Meet the Don Quixote of Winnipeg’s North End
by Vanda Schmockel
Are you feeling a little intolerant of football as Grey Cup week approaches its climax? Don’t panic; you might just need a palate cleanser. As luck would have it, relief can be found just beyond the Grey Cup tent, across the park at the Regina Public Library Theatre where you can allow yourself to be spirited away to another exotic locale: Winnipeg.
Everybody knows that Winnipeg is lousy with weirdoes of the very best variety. For whatever reason, the city seems to nurture strange genius; from Guy Maddin to John Paizs, and the Royal Art Lodge, it’s obviously fertile ground for idiosyncratic visionaries. John Paskievich’s Special Ed follows another of Winnipeg’s great, single-minded oddballs — award winning filmmaker, artist, and failed mayoral candidate Ed Ackerman — as he tries to save several derelict houses in Winnipeg’s north end from the city’s wrecking ball.
The film trains a watchful but detached eye on Ackerman’s dilemma; he has returned to Winnipeg to, as he says, finish what he started; an ambitious film project with the National Film Board, and to build an animation studio out of a run-down house that would otherwise be demolished.
The trouble is, Ackerman is categorically incapable of finishing anything. A champion procrastinator, he routinely starts projects on monumental scales, only to find himself adrift in the middle of them months and years later, unable to appreciate why everyone around him is so frustrated.
Paskievich first met Ackerman in the early ’80s, when they were each working on different projects at the NFB. “He would often come into my editing room, and ask me how to spell certain words,” Paskievich says.
Ackerman’s best-known short film, the Gemini award winning Primiti Too Taa, is a jumbled word poem set to a swirling maelstrom of typeset letters. As it turned out, he’d always had always had difficulties with spelling, but this is far from his greatest impediment.
“He has this oppositional defiance, which is kind of a learning disability in itself,” Paskievich says. “It’s hard to learn anything if you’re always in opposition.”
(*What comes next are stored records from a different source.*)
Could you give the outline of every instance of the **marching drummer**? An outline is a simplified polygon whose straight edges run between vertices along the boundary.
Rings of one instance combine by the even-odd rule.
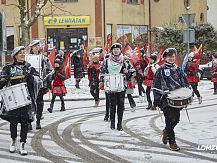
[[[191,84],[193,92],[196,94],[198,98],[198,103],[202,103],[202,96],[200,95],[199,90],[197,89],[198,82],[200,82],[200,78],[198,76],[199,64],[194,61],[194,52],[191,52],[188,55],[188,63],[185,68],[185,73],[188,82]]]
[[[31,67],[31,65],[25,61],[25,47],[18,46],[12,52],[12,57],[14,62],[12,64],[6,65],[1,75],[6,76],[7,80],[0,81],[0,89],[4,86],[16,85],[20,83],[27,83],[27,89],[31,97],[32,104],[26,106],[20,106],[17,109],[6,111],[4,110],[1,118],[10,122],[10,133],[11,133],[11,145],[9,151],[14,153],[17,148],[17,124],[21,124],[20,130],[20,154],[27,155],[27,151],[25,150],[25,143],[27,139],[28,133],[28,123],[34,120],[34,82],[35,78],[38,75],[35,68]],[[12,79],[13,78],[13,79]],[[16,92],[18,93],[18,92]],[[21,95],[19,95],[21,96]],[[19,103],[17,104],[19,105]]]
[[[29,45],[31,50],[30,50],[30,55],[40,55],[41,56],[41,64],[39,67],[40,73],[40,78],[43,80],[42,87],[39,89],[37,99],[36,99],[36,129],[41,129],[41,118],[42,118],[42,112],[44,108],[44,99],[43,96],[48,92],[48,88],[51,89],[51,81],[52,81],[52,75],[51,74],[53,67],[47,57],[45,57],[41,52],[40,52],[40,40],[33,40],[31,44]],[[31,56],[30,56],[31,57]],[[33,61],[35,62],[35,61]],[[29,125],[29,130],[32,130],[32,125]]]
[[[174,128],[179,122],[180,109],[168,105],[165,92],[189,87],[185,74],[181,68],[175,65],[176,55],[177,51],[174,48],[164,51],[163,57],[166,62],[157,70],[153,83],[154,106],[159,106],[165,116],[166,127],[163,130],[162,141],[164,144],[169,141],[170,149],[173,151],[180,150],[176,144],[174,133]]]
[[[122,46],[119,43],[115,43],[111,46],[111,54],[109,58],[105,59],[102,64],[102,69],[101,69],[102,78],[99,84],[100,87],[103,85],[104,75],[124,74],[126,75],[127,79],[130,79],[130,77],[132,76],[132,74],[129,74],[127,70],[123,54],[121,53],[121,47]],[[110,120],[111,120],[110,128],[112,130],[115,129],[116,107],[117,107],[117,114],[118,114],[117,130],[119,131],[123,130],[122,118],[123,118],[123,112],[124,112],[125,89],[127,87],[126,78],[124,78],[123,81],[120,81],[125,84],[125,87],[123,90],[108,92],[109,101],[110,101]]]
[[[151,54],[150,63],[144,70],[144,76],[145,76],[144,85],[147,86],[146,87],[146,97],[148,101],[148,107],[146,108],[147,110],[149,109],[156,110],[156,108],[152,105],[152,100],[150,96],[154,76],[155,76],[157,69],[159,68],[159,65],[156,63],[156,60],[157,60],[157,55],[155,53]]]

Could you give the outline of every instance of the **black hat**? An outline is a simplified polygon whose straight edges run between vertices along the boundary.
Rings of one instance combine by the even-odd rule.
[[[140,53],[145,54],[144,48],[141,48],[141,49],[140,49]]]
[[[14,48],[14,50],[12,51],[12,57],[14,57],[15,55],[17,55],[21,50],[24,50],[25,47],[24,46],[18,46],[16,48]]]
[[[164,50],[163,52],[163,57],[166,57],[166,56],[171,56],[173,54],[177,54],[177,50],[175,48],[167,48],[166,50]]]
[[[114,49],[114,48],[119,48],[119,49],[121,49],[121,48],[122,48],[122,45],[119,44],[119,43],[114,43],[114,44],[111,46],[111,50]]]
[[[156,62],[156,60],[157,60],[157,54],[155,54],[155,53],[151,54],[150,58],[153,59]]]

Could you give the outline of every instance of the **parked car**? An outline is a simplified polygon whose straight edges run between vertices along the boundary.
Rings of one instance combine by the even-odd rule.
[[[211,68],[212,68],[212,61],[203,64],[203,65],[199,65],[199,72],[198,75],[200,77],[200,79],[208,79],[210,80],[212,78],[212,74],[211,74]]]

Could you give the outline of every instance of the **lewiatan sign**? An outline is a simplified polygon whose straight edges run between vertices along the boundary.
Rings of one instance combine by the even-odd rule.
[[[61,25],[89,25],[90,16],[53,16],[44,17],[44,25],[61,26]]]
If Paskievich sounds frustrated, it comes from a place of deep affection. It’s hard not to like Ackerman. He’s smart, funny, inventive, and totally engaged with the world around him — his own neighbourhood in particular. The arduous, Dr. Seuss-like approach he takes to repairing his buildings is a kind of activism in response to the terrible housing situation that many in this country face. The majority of people in his neighbourhood are forced to rent because they can’t afford to buy houses and keep them up to current codes. Slumlords, on the other hand, can keep buildings tenanted, and stay just enough on the correct side of city codes to save them from demolition.
In many ways, Special Ed is a classic story about the individual at odds with his surroundings. While it’s clear to see why the City of Winnipeg’s authorities would take issue with Ackerman’s slap-dash methodologies, many of us can identify with the trouble he has reconciling his ambitions with his abilities. At some point or other, we all see ourselves as the exception to the rule.